The school announced plans last week to build a $1 million, 13,000 square-foot gun range on their campus in Lynchburg, Va. The complex will feature indoor and outdoor areas for pistol, rifle, and shotgun practice and competition.
University president Jerry Falwell, Jr., touted the range as a logical extension of the school’s decision to allow students to carry handguns on campus. The range will give students a facility where they can earn their concealed handgun licenses and become more proficient with firearms.
Falwell told the Washington Post that the school’s pro-gun policies are meant to deter mass shooters like the one who killed 32 people at Virginia Tech in 2007. Gun-free zones attract terrorists, he said, and Liberty is set to become the least gun-free university in the country.
Students and Liberty families approve of the university’s stance on firearms, Falwell continued. Though he admitted he wasn’t sure how parents would respond, he’s received overwhelmingly positive feedback about the proposed range.
“I was a little timid about telling parents about it because I thought some would be worried,” Falwell said. “But I never got such enthusiastic applause. They don’t want to see anything happen here like at Virginia Tech, where nobody was able to fire back.”
While guns and college students might sound like a potentially dangerous combination, Brad Butler, Liberty’s planning coordinator, said the school is committed to creating a safe environment.
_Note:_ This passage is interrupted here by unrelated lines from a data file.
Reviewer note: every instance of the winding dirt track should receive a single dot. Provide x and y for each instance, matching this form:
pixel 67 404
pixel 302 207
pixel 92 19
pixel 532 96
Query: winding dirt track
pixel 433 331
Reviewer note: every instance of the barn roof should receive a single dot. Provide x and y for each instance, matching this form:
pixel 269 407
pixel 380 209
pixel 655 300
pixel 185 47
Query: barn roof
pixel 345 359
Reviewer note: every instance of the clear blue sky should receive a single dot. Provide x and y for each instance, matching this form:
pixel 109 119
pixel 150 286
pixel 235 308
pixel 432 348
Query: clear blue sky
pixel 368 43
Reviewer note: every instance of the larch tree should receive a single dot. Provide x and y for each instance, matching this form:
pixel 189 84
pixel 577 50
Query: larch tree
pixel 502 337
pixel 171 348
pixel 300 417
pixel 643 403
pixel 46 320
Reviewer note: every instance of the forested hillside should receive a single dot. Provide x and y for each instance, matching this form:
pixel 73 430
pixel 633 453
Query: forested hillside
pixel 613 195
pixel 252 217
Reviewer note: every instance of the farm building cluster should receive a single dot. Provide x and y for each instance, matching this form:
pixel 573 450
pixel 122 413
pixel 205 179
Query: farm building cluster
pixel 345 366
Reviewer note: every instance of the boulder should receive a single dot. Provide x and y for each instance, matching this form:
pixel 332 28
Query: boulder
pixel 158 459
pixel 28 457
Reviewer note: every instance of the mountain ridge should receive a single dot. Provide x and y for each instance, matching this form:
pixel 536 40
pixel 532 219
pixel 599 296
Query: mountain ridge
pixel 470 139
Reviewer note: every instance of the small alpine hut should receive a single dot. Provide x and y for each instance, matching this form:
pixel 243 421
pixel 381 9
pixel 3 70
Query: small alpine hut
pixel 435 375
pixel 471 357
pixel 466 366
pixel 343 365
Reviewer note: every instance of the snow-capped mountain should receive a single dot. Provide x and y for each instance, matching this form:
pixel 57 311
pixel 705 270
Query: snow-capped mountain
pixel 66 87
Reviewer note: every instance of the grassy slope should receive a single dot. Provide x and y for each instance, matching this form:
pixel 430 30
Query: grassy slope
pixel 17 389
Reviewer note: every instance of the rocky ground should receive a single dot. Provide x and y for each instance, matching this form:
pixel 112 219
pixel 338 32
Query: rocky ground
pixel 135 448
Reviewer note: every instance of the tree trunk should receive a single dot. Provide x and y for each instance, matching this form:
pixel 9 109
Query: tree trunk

Butler has been working with the NRA to develop best practices for safety as the school considers design and policy options.
Jason Brown, an NRA spokesman, told the Post that the organization frequently supports “institutions across the country by providing range guidelines and technical advice and grant-funding for citizens to participate in shooting sports.”
“We really do want to provide the best facilities possible in the most controlled environment possible,” Butler told WDBJ7 Tuesday.
Ultimately, Butler’s motivation for helping with the project is similar to Falwell’s. He said the range will allow students to prepare for a potential active shooter situation like the one that occurred a short 85 miles away at Virginia Tech.
“With president Falwell’s bold leadership, we’re going to avert something of that magnitude should evil like that ever come to this campus,” Butler said.
According to WDBJ7, Liberty needs a special use permit from Campbell County to build the shooting range, but planning commissioners have already recommended that the project move forward.
The Campbell County Board of Supervisors will have a final say on LU’s permit request after a public hearing, which is scheduled for Jan. 3.